Notice that none of these responses involve telling the person whether they are or aren’t sick. That’s deliberate. You are not their doctor, and even their doctor’s reassurance tends to wear off quickly with this condition. Your role is to be a steady, non-judgmental presence.
The Fine Line Between Support and Accommodation
There’s an important distinction between emotional support and what therapists call “accommodation,” which means adjusting your behavior to help the person avoid their anxiety. Driving someone to urgent care every time they feel a new sensation, spending an hour each evening reviewing their symptoms, or constantly agreeing to “just check one more thing” feels supportive in the moment. But it feeds the reassurance cycle and can delay recovery.
When families participate in cognitive behavioral therapy for anxiety, therapists help them recognize this paradox: the more you accommodate the anxiety, the stronger it gets.

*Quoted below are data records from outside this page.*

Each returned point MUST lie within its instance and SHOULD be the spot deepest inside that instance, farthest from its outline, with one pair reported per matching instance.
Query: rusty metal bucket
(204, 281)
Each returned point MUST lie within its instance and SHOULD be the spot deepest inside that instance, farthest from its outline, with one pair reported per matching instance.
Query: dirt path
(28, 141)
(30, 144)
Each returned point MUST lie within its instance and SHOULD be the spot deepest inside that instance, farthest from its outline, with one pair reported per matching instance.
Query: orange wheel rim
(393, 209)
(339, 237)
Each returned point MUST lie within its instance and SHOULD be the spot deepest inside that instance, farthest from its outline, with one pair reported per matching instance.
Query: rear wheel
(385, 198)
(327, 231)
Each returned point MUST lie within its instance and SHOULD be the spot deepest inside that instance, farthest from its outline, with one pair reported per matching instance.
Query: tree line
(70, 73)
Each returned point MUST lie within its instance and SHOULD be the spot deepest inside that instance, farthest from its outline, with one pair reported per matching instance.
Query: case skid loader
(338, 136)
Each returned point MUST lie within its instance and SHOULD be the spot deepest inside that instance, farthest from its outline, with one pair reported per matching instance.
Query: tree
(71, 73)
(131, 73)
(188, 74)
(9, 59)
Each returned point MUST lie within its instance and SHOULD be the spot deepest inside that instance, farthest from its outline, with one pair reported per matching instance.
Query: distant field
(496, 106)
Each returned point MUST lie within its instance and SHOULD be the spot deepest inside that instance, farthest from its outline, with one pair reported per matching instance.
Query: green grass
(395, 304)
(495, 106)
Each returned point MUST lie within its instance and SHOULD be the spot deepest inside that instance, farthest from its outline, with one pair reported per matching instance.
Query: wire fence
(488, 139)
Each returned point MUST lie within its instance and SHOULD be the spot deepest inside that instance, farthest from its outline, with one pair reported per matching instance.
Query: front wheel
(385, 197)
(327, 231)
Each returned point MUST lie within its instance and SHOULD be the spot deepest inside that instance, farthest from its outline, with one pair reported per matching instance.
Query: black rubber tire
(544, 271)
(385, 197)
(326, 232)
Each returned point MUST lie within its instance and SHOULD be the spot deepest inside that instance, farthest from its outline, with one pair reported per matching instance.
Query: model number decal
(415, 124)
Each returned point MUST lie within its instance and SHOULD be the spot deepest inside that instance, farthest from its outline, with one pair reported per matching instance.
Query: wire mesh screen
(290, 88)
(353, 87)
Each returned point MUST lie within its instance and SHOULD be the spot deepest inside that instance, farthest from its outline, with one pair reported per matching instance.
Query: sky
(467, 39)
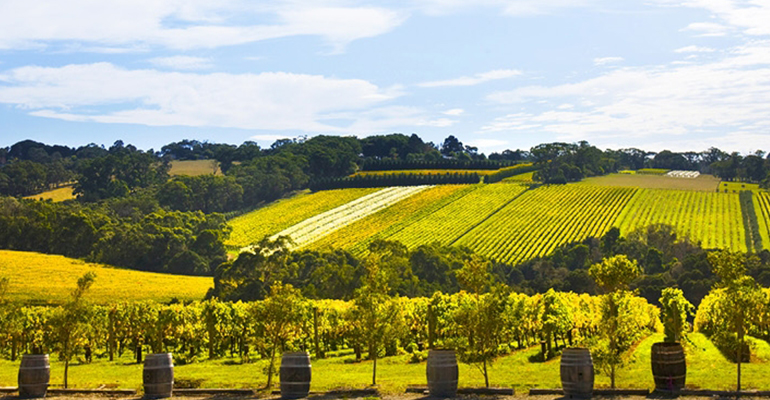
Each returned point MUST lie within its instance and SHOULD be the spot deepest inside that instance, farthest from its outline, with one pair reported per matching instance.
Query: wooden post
(318, 352)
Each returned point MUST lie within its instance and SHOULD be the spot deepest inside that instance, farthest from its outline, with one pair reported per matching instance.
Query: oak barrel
(442, 373)
(158, 375)
(34, 375)
(296, 372)
(669, 368)
(577, 372)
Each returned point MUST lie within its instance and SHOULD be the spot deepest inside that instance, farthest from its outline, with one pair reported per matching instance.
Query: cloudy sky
(654, 74)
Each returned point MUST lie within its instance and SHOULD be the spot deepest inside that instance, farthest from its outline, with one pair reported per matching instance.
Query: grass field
(731, 187)
(707, 369)
(714, 219)
(284, 213)
(706, 183)
(55, 195)
(195, 168)
(40, 278)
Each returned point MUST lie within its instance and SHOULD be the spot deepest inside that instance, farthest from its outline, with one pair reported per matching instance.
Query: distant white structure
(683, 174)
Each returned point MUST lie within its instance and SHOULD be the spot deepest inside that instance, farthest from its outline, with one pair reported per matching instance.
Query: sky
(498, 74)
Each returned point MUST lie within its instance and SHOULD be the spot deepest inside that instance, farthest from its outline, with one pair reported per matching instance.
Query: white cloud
(105, 93)
(706, 29)
(694, 49)
(454, 111)
(727, 95)
(182, 62)
(474, 80)
(607, 60)
(126, 24)
(508, 7)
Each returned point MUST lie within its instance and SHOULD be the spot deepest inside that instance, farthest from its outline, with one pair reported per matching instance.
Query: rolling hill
(41, 278)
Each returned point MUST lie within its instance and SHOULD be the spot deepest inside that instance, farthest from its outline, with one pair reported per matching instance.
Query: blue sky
(655, 74)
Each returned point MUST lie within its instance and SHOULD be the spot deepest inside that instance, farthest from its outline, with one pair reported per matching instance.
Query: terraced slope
(712, 218)
(277, 216)
(42, 278)
(357, 236)
(539, 220)
(325, 223)
(451, 222)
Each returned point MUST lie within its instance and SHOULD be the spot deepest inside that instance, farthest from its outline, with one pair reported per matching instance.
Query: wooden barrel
(668, 366)
(296, 372)
(34, 374)
(577, 372)
(158, 375)
(442, 373)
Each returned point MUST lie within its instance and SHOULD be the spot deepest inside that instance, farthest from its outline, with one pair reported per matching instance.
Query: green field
(707, 368)
(55, 195)
(40, 278)
(706, 183)
(279, 215)
(194, 168)
(714, 219)
(539, 220)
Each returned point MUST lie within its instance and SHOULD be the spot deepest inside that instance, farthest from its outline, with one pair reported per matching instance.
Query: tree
(742, 296)
(613, 275)
(374, 309)
(281, 314)
(674, 310)
(72, 322)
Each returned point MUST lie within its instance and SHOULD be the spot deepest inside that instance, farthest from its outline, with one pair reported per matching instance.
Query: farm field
(325, 223)
(451, 222)
(707, 369)
(42, 278)
(360, 233)
(194, 168)
(706, 183)
(55, 195)
(284, 213)
(539, 220)
(714, 219)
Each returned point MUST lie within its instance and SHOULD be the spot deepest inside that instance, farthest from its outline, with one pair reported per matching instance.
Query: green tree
(674, 310)
(72, 322)
(281, 315)
(613, 275)
(742, 296)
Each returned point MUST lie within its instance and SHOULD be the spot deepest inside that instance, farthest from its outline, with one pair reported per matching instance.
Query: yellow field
(194, 168)
(277, 216)
(40, 278)
(363, 231)
(56, 195)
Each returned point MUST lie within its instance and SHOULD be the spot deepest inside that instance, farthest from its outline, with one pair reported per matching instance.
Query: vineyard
(43, 278)
(714, 219)
(539, 220)
(451, 222)
(275, 217)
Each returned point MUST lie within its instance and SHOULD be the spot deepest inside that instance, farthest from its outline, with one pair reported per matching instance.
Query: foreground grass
(42, 278)
(707, 369)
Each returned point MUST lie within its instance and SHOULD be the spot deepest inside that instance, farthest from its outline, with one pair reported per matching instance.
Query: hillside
(40, 278)
(512, 222)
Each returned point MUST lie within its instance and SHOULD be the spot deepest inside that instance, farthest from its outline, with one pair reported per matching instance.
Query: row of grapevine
(540, 220)
(362, 231)
(451, 222)
(253, 226)
(714, 219)
(212, 329)
(322, 224)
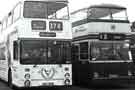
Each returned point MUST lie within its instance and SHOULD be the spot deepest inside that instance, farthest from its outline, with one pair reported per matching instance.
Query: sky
(7, 5)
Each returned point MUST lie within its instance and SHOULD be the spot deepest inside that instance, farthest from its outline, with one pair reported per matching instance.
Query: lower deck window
(109, 51)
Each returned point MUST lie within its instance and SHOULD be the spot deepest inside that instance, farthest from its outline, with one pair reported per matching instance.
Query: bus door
(110, 59)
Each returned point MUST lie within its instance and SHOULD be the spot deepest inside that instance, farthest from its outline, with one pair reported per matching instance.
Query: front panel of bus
(102, 59)
(43, 45)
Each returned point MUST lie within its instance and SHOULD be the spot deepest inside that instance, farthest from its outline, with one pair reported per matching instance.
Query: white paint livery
(32, 75)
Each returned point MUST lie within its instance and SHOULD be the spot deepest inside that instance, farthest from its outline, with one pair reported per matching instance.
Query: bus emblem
(47, 73)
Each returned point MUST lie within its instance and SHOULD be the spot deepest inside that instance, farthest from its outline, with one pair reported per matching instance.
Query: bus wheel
(10, 79)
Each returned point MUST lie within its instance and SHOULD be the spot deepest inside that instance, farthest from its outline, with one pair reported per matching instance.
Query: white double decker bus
(35, 43)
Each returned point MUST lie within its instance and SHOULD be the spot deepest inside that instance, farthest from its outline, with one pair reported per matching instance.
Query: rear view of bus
(38, 42)
(101, 44)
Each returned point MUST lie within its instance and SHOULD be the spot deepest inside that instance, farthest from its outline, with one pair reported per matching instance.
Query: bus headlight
(129, 73)
(67, 82)
(27, 76)
(27, 83)
(67, 75)
(96, 75)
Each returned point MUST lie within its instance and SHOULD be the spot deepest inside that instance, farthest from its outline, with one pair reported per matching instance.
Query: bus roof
(101, 10)
(111, 6)
(98, 11)
(49, 0)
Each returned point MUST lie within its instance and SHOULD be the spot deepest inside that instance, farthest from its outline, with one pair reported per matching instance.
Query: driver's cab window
(83, 51)
(15, 45)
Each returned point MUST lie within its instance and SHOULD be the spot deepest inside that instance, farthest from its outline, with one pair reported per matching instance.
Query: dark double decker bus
(101, 44)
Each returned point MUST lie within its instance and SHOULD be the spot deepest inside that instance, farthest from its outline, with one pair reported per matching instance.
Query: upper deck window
(40, 9)
(107, 13)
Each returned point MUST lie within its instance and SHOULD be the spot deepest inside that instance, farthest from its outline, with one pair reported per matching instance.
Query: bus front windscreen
(46, 10)
(44, 52)
(110, 51)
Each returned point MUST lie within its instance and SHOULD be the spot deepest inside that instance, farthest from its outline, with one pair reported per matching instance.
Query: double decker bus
(101, 44)
(35, 44)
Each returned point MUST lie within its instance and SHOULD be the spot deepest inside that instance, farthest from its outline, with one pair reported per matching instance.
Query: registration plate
(48, 84)
(113, 76)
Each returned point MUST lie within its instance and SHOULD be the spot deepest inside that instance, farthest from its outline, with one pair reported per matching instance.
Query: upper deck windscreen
(112, 12)
(40, 9)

The alternative isn’t coldness. It’s redirecting. Instead of engaging with the content of the health fear, you gently point toward the anxiety itself and the coping tools the person is developing, whether through therapy or on their own.
Setting boundaries around accommodation is healthy for both of you. You might decide, for example, that you’re willing to listen when the person shares how they’re feeling, but you won’t participate in symptom-checking rituals or repeated conversations that cover the same medical ground. Being clear about this, kindly and in a calm moment rather than during a crisis, protects the relationship from resentment on both sides.
Protecting Your Own Well-Being
Living with or caring about someone who has health anxiety is genuinely exhausting. The repeated cycle of fear, reassurance, and temporary calm takes a toll on you, too. It’s normal to feel frustrated, helpless, or drained.
Recognizing where your responsibility ends is not selfish. You are responsible for how you respond, not for fixing the other person’s anxiety. Trying to control someone else’s emotions or thought patterns creates stress for you and doesn’t actually help them. If you find yourself dreading conversations, walking on eggshells, or feeling like you can never say the right thing, those are signs that your own boundaries need attention.
Having a plan for how you’ll respond during difficult moments helps. That might mean having a go-to phrase ready (“I love you, and I think this is the anxiety talking”), or agreeing with the person in advance on what supportive responses look like so you’re not improvising during high-anxiety moments. If the person is in therapy, asking whether you can join a session to learn how to best support them is one of the most concrete things you can do. Therapists working with health anxiety patients often welcome the chance to coach family members on responses that encourage progress rather than reinforce the cycle.